Google Brain, new Google success in field of artificial intelligence. SAN FRANCISCO. See how Google Brain technology woks. February 8 morning news, Google has a news from its artificial intelligence department. “Google Brain” designed a new software, you can restore the same mosaic source picture into a clear picture. In short, the original “code” of the photos can now easily become a code-free HD. This uses Pixel Recursive Super Resolution.
First look at a picture, the left column is a resolution of 8 × 8 coding picture, the middle one is the Google Brain software to restore the picture. And the right one is the real original picture. The actual effect is very close to the original image.
As we all know, we can not produce more detailed picture than the source picture. Here the Google brain is how to do it? They intelligently integrate the two neural networks together.
The first part is the conditioning network, which compares an 8×8 image to a high-definition image, shrinking the other HD pictures to an 8×8 resolution, and then matching.
Google Brain Working Principle?
The second part is the prior network, which uses PixelCNN (pixel-based neural network) to add real HD detail to an 8×8 source image. In this case, the priority network is actually absorbing a lot of celebrity and bedroom photos. Then, when the source image needs to be parsed, it will look for new pixels matching it from its known picture and add it.
For example, the image has a brown pixel at the top, and the priority network might think it is an eyebrow: which then causes the image to be resolved. It will have filled with eyebrow-shaped brown pixels.

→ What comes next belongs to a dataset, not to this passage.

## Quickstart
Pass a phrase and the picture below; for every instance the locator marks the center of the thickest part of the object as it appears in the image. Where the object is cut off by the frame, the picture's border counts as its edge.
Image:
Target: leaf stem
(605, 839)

In order to produce the final code-free high-definition images, the need to integrate the output of these two neural network data. The end result will often contain some specious new details.

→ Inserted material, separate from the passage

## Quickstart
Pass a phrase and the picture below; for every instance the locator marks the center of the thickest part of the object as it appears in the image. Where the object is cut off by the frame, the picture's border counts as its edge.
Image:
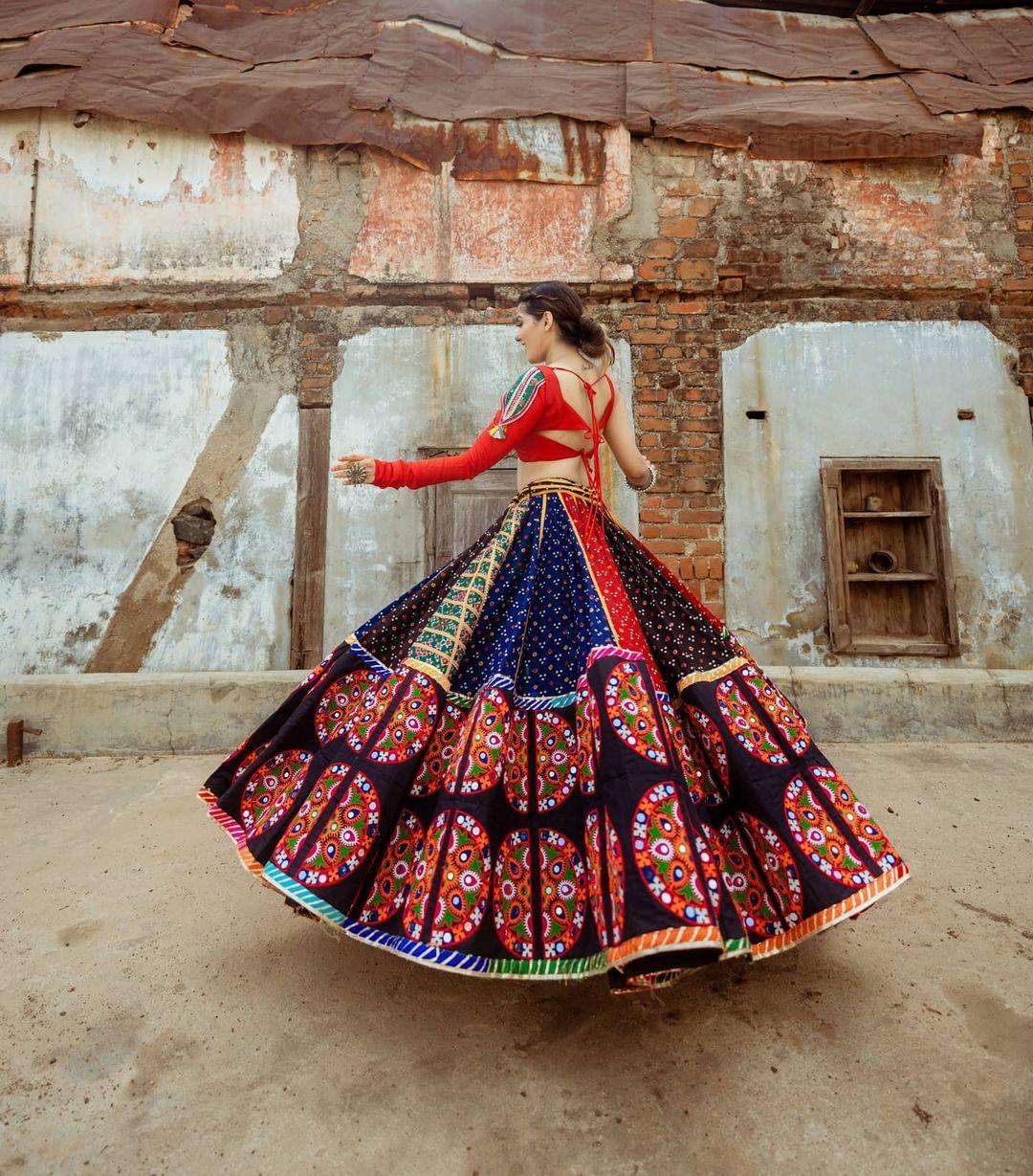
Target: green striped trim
(517, 400)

Google’s high-definition reduction technology of the brain has been in the actual test have achieved some success. When the team presented real HD star photos and computer-restored photos to human observers. Observers were tricked to 10 percent (50 percent of them were perfect scores). In the bedroom photos, the human observer cheated the proportion of 28%. Both scores are much higher than the conventional interpolation technique, which does not deceive any human observer.
Not actual Pictures Restored by Google Brain
Using these algorithms in the computer restore the high-definition picture is not a true picture. It adds details by only a “guess.” This raises a number of interesting questions, particularly in the area of surveillance and forensics. This technology can change the blur suspect photos into a more clear picture. But this can not get the real suspect photos, but still can provide some help for the police.
Google Brain and DeepMind are Alphabet’s two deep learning institutions. The former recently published some interesting research results. For example, develops a self-made encryption algorithm artificial intelligence technology. The latter is a fame because of its development AlphaGo last year to defeat the world’s top Go players.